Accord du 19 février 2024 relatif à l'égalité professionnelle entre les femmes et les hommes

Article 6.4

En vigueur

Lutte contre le harcèlement sexuel, les agissements sexistes et la violence sexuelle

Aucun salarié ne doit subir les agissements répétés de harcèlement moral qui ont pour objet ou pour effet une dégradation de ses conditions de travail susceptible de porter atteinte à ses droits et à sa dignité, d'altérer sa santé physique ou mentale ou de compromettre son avenir professionnel.

De même, aucun salarié ne doit subir des faits :
– soit de harcèlement sexuel, constitué par des propos ou comportements à connotation sexuelle répétés qui soit portent atteinte à sa dignité en raison de leur caractère dégradant ou humiliant, soit créent à son encontre une situation intimidante, hostile ou offensante ;
– soit assimilés au harcèlement sexuel, consistant en toute forme de pression grave, même non répétée, exercée dans le but réel ou apparent d'obtenir un acte de nature sexuelle, que celui-ci soit recherché au profit de l'auteur des faits ou au profit d'un tiers ;
– soit d'agissements sexistes, définis comme tout agissement lié au sexe d'une personne, ayant pour objet ou pour effet de porter atteinte à sa dignité ou de créer un environnement intimidant, hostile, dégradant, humiliant ou offensant.

La branche demande aux entreprises de réagir rapidement si elles ont connaissance de suspicions de harcèlement sexuel ou d'agissements sexistes. Ces actes peuvent être le fait des salarié (e) s, du personnel d'encadrement, ou résulter de toute tierce personne présente sur le lieu de travail (usager, client, intervenant extérieur …).

Les partenaires sociaux rappellent que l'employeur, au titre de son obligation de sécurité de résultat, doit prévenir les agissements de harcèlement sexuel, diligenter une enquête s'il vient à être informé de tels actes, puis, le cas échéant, y mettre un terme et les sanctionner. Tout salarié auteur de faits de harcèlement sexuel est passible d'une sanction disciplinaire pouvant aller jusqu'au licenciement.

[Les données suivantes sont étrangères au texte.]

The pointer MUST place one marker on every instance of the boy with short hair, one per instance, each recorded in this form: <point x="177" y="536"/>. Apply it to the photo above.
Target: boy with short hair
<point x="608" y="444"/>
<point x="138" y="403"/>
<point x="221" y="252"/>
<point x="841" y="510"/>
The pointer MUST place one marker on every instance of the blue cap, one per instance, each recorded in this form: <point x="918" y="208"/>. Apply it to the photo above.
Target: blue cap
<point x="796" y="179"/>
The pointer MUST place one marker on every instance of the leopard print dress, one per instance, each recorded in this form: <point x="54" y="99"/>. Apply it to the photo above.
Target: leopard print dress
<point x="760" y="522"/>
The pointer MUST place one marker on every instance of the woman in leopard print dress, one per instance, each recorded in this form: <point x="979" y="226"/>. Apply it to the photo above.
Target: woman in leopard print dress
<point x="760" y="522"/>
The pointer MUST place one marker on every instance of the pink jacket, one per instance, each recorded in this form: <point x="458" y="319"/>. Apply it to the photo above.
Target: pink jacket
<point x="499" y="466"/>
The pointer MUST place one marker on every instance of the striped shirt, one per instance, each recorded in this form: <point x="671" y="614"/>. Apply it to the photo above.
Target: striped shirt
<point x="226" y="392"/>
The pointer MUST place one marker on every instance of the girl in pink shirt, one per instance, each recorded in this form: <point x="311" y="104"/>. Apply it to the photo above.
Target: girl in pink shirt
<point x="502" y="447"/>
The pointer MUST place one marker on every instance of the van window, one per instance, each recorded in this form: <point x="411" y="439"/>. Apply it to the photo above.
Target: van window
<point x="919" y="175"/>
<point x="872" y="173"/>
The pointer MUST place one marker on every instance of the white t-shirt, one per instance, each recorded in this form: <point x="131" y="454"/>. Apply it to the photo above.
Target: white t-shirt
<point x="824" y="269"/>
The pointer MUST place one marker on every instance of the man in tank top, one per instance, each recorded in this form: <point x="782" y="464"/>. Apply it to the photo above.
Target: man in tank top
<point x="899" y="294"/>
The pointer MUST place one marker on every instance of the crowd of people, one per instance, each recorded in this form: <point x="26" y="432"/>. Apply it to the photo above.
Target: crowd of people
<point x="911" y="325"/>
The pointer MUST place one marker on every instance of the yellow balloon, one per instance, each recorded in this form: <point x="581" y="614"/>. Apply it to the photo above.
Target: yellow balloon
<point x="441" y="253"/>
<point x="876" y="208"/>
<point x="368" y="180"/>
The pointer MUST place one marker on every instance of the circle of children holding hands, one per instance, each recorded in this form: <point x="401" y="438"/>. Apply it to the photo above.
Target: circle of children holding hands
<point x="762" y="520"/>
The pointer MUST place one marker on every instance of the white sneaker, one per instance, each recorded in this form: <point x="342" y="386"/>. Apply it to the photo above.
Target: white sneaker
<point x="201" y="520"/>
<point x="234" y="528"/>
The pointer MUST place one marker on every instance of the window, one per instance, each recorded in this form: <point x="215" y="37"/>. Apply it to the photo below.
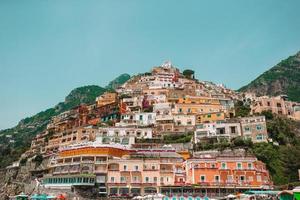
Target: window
<point x="250" y="178"/>
<point x="239" y="165"/>
<point x="217" y="178"/>
<point x="147" y="179"/>
<point x="223" y="166"/>
<point x="202" y="178"/>
<point x="259" y="137"/>
<point x="229" y="178"/>
<point x="162" y="179"/>
<point x="249" y="165"/>
<point x="247" y="129"/>
<point x="258" y="178"/>
<point x="232" y="129"/>
<point x="242" y="178"/>
<point x="258" y="127"/>
<point x="278" y="105"/>
<point x="122" y="179"/>
<point x="112" y="179"/>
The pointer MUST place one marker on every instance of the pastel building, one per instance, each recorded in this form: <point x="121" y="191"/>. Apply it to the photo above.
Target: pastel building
<point x="210" y="117"/>
<point x="278" y="105"/>
<point x="145" y="172"/>
<point x="226" y="172"/>
<point x="106" y="98"/>
<point x="83" y="164"/>
<point x="216" y="131"/>
<point x="137" y="119"/>
<point x="70" y="136"/>
<point x="122" y="135"/>
<point x="254" y="128"/>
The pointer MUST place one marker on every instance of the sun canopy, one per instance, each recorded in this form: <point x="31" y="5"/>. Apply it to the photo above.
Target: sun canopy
<point x="258" y="192"/>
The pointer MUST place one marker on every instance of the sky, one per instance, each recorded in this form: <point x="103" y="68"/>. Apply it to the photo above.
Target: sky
<point x="49" y="47"/>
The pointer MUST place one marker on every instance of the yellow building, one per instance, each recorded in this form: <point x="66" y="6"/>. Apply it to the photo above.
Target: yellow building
<point x="209" y="117"/>
<point x="106" y="98"/>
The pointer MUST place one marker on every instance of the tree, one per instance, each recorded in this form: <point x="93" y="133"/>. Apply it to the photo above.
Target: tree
<point x="241" y="110"/>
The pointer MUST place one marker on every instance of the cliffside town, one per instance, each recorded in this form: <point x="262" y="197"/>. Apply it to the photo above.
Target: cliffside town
<point x="142" y="138"/>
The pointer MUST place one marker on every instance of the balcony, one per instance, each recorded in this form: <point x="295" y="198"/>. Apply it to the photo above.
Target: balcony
<point x="178" y="183"/>
<point x="149" y="184"/>
<point x="166" y="171"/>
<point x="116" y="184"/>
<point x="138" y="183"/>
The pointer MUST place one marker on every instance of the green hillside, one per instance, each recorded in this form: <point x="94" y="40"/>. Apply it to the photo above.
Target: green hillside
<point x="284" y="78"/>
<point x="16" y="140"/>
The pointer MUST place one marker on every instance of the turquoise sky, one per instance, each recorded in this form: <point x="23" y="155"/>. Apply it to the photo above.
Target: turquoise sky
<point x="49" y="47"/>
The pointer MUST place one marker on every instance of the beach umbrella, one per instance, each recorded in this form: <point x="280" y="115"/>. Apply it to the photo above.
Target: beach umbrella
<point x="231" y="196"/>
<point x="138" y="197"/>
<point x="51" y="197"/>
<point x="61" y="197"/>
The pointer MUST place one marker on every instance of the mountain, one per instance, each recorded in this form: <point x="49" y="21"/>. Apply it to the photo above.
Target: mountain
<point x="283" y="78"/>
<point x="16" y="140"/>
<point x="120" y="80"/>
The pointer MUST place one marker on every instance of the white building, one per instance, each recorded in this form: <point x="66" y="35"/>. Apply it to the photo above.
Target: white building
<point x="217" y="131"/>
<point x="122" y="135"/>
<point x="137" y="119"/>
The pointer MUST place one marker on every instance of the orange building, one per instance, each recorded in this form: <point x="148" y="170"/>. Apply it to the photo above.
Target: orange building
<point x="106" y="98"/>
<point x="228" y="170"/>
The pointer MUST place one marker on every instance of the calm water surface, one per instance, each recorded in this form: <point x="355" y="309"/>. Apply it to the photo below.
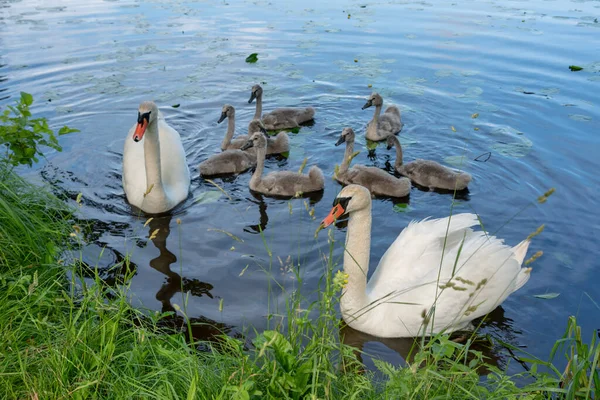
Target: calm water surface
<point x="89" y="64"/>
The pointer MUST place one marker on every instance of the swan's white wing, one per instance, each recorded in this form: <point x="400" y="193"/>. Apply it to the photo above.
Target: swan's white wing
<point x="415" y="241"/>
<point x="173" y="162"/>
<point x="477" y="272"/>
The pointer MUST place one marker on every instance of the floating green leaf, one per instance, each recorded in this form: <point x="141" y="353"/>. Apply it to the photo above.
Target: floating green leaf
<point x="547" y="296"/>
<point x="252" y="58"/>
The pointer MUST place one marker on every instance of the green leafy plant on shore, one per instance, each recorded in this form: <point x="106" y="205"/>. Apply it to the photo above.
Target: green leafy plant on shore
<point x="21" y="135"/>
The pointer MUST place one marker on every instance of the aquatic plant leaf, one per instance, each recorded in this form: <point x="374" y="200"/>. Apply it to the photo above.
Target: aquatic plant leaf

Il y a lieu de rappeler, que dans toute entreprise employant au moins 250 salariés est désigné un référent chargé d'orienter, d'informer et d'accompagner les salariés en matière de lutte contre le harcèlement sexuel et les agissements sexistes.

En outre, un référent en matière de lutte contre le harcèlement sexuel et les agissements sexistes est désigné par le comité social et économique parmi ses membres, sous la forme d'une résolution adoptée selon les modalités définies à l'article L. 2315-32, pour une durée qui prend fin avec celle du mandat des membres élus du comité.

Le règlement intérieur des entreprises doit rappeler les dispositions relatives au harcèlement sexuel, moral, et aux agissements sexistes.

La branche incite les entreprises à :

• Mener des actions de prévention, en lien avec le référent du CSE, en matière de lutte contre le harcèlement sexuel ainsi que les agissements sexistes, de formation et de sensibilisation.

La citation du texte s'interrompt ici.